Suppose $(z_{1}, \ldots, z_{m})$ are the outputs of the last hidden layer.   We can convert these into
probability estimates using the **softmax function**.  The softmax function is defined via
$$
  y_{k} = \frac{e^{z_{k}}}{\sum_{j=1}^{m} e^{z_{j}}}.
$$
This function is smooth and behaves like a probability.  Clearly we have $0 < y_{k} < 1$ for all $k$, and if we
sum over all the possible classes, we obtain $1$:
$$
  y_{1} + \cdots + y_{m}
  = \sum_{k=1}^{m} \frac{e^{z_{k}}}{\sum_{j=1}^{m} e^{z_{j}}}
  = \frac{\sum_{k=1}^{m} e^{z_{k}}}{\sum_{j=1}^{m} e^{z_{j}}} = 1.
$$

Define
$$
  c_{ik} =
  \begin{cases}
    1 & \mbox{if training case $i$ belongs to class $k$,} \\
    0 & \mbox{otherwise.}
  \end{cases}
$$
Let $(y_{1}(x;W), \ldots, y_{m}(x; W))$ be the softmax probability estimates the neural network computes
given the input $x$ and model parameters $W$.  The likelihood associated with our training set is
$$
  \prod_{x^{(i)} \in {\mathcal T}} \prod_{k=1}^{m} y_{k}(x^{(i)}; W)^{c_{ik}}.
$$
Taking the logarithm we obtain the log-likelihood
$$
  \sum_{x^{(i)} \in {\mathcal T}} \sum_{k=1}^{m} c_{ik} \log y_{k}(x^{(i)}; W).
$$
For each $i$, the quantity
$$
  - \sum_{k=1}^{m} c_{ik} \log y_{k}(x^{(i)}; W)
$$
is called the **cross-entropy** of $c$ and $y$.  We see that maximizing the log-likelihood for our neural networks is equivalent to minimizing the cross-entropy.

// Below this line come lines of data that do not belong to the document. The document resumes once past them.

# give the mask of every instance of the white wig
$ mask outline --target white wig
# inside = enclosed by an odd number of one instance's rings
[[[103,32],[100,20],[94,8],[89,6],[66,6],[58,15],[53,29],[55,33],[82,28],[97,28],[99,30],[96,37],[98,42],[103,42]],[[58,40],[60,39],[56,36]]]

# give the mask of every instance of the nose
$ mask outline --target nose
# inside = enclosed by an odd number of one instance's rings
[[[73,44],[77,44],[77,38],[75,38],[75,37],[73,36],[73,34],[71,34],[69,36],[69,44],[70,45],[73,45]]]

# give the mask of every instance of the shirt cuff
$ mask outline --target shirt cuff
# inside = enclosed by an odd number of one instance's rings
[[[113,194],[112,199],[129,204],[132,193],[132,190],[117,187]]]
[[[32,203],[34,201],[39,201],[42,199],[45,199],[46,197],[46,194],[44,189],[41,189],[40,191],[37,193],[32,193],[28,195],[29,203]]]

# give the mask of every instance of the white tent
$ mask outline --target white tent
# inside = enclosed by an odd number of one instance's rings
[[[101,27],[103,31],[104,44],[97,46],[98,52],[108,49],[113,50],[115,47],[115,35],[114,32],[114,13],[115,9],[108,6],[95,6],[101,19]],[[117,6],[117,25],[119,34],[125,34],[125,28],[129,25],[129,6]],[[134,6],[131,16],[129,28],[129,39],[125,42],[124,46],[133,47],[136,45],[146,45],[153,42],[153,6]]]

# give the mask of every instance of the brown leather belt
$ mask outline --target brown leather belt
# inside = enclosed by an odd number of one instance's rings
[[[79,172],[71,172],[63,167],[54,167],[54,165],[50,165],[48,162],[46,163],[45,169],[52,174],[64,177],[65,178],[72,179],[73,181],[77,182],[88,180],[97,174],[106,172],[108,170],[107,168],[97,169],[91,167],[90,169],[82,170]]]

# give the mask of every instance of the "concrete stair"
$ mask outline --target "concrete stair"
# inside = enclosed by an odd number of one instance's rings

Observe that since $0 < y_{k} < 1$ the cross-entropy is always positive.  We can ensure that the cross-entropy has a lower bound of zero by subtracting a constant:
$$
  - \sum_{k=1}^{m} \left( c_{ik} \log y_{k}(x^{(i)}; W) - c_{ik} \log c_{ik} \right).
$$
This function is minimized when $y_{k}(x^{(i)}; W) = c_{kk}$ with minimum value 0, which makes it easier to monitor the progress of the optimization since we know where we would like ideally to end up.